Thursday, January 22, 2009
I saw Diane E's version of Vogue 2991 live and 'in person' this past spring. It looked really nice on her, so I bought the pattern at one of the Joann sales.
How do you decide what project to make? For some, the pattern is the first step...then the fabric and notions are chosen. That's an orderly and linear method, but I never do it that way.
For other people, a need (gap in the wardrobe) is identified, then a garment created to fill that need. Are you kiddin' me? Well, when I'm feeling "diligent", I think something along the lines of, "I need some black pants in my closet". Next, I tell myself, "I think I'll make myself some". That thought lasts two minutes max. I don't bother making what I "need". I go buy that stuff.

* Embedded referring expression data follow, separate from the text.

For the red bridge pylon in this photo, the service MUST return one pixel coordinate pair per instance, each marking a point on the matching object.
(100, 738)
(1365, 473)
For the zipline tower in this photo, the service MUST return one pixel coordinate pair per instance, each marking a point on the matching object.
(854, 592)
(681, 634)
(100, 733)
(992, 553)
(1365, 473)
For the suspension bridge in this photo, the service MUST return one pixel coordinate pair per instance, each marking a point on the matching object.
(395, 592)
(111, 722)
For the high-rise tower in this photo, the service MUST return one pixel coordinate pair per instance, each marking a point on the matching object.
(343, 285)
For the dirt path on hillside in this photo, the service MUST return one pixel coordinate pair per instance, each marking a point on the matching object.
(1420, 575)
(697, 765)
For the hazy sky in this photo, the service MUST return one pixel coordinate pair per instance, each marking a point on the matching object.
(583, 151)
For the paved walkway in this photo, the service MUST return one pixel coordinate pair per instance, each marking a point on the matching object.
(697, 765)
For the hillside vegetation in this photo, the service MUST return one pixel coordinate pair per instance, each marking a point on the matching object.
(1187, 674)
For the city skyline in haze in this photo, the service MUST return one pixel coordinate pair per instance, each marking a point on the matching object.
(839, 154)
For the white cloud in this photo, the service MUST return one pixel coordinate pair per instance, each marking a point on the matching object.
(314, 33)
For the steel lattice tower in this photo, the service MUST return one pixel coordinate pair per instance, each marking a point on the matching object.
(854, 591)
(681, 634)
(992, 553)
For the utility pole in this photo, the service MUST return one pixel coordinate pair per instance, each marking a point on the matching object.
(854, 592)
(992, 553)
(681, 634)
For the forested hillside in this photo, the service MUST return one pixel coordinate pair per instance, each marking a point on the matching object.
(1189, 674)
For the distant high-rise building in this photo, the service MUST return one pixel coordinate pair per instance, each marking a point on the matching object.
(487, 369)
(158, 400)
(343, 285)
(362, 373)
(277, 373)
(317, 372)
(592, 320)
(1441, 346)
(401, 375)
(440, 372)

For me, the buttons or fabric come first, then a design is dreamed up to use these to their best advantage. I look at my different fabric, then, maybe, think about my buttons. (I have a large inventory of fabric, but not so many buttons.) My mental creativity is sparked from the fabric. My hand might caress a fabric ten times over the months or years, until that fabric "speaks" to me and, essentially, tells me what it wants to become. That's of course, how I decided to make a cropped jacket from this 1 1/2 yards of gorgeous cashmere, bought from Jomar's Whitaker Avenue outlet. I bought the end of a roll, so I only got a little over 1 1/2 yards. This jacket was perfect for that exact amount of fabric.
I love the look of bound buttonholes on wool, so that's what I put in. Bound buttonholes do not take much more time for me than when I mess around with the sewing machine trying to get the machine buttonholes looking halfway decent. I only needed two buttonholes, as I had only two vintage bakelite buttons, which, I thought went perfectly with the style of the jacket and the fabric. I placed the buttons together at the top of the jacket, thus creating a 'flyaway' look. My husband, Nick, as usual, served as a wise design consultant at this phase in the project.
The buttons are bigger than those called for in the pattern design, so I added 1/2 inch to center front, thus accomodating the overlap needed by the larger buttons. I often refer to Roberta Carr's book, "Couture - The Art of Fine Sewing", when I need to refresh my memory on how to think through details things like this. I had the pleasure of meeting Ms. Carr a few years ago at a PACC conference in Baltimore. I knew she would be there, so I brought this book along with me and she kindly signed it for me. She wrote, "Barbara -- Sew. Enjoy. Admire. Roberta C. Carr, October, 2005".
The jacket is fully lined with silk. The pattern only calls for a partial lining, but I like my jackets fully lined, so I made my own lining pattern using the main pattern pieces. Not hard.
I "bagged" the jacket lining, which is an easy technique used in the garment industry. This method allows one to install the entire lining using all machine stitching. Instructions on how to do this are in many sewing references on the market.
The jacket is supported by twill tape at all curved edges, cotton batiste in the upper back, a chest shield of armo-weft, and tricot fusible inserted at the hems. These steps, especially the twill tape, will, it is hoped, serve to make the jacket hang well for many years, without stretching.
Fremont, my Vice President for Operations, is shown here with me, last night, before I finished the jacket. She is on the pieces of my next project, which is always her favorite sitting spot!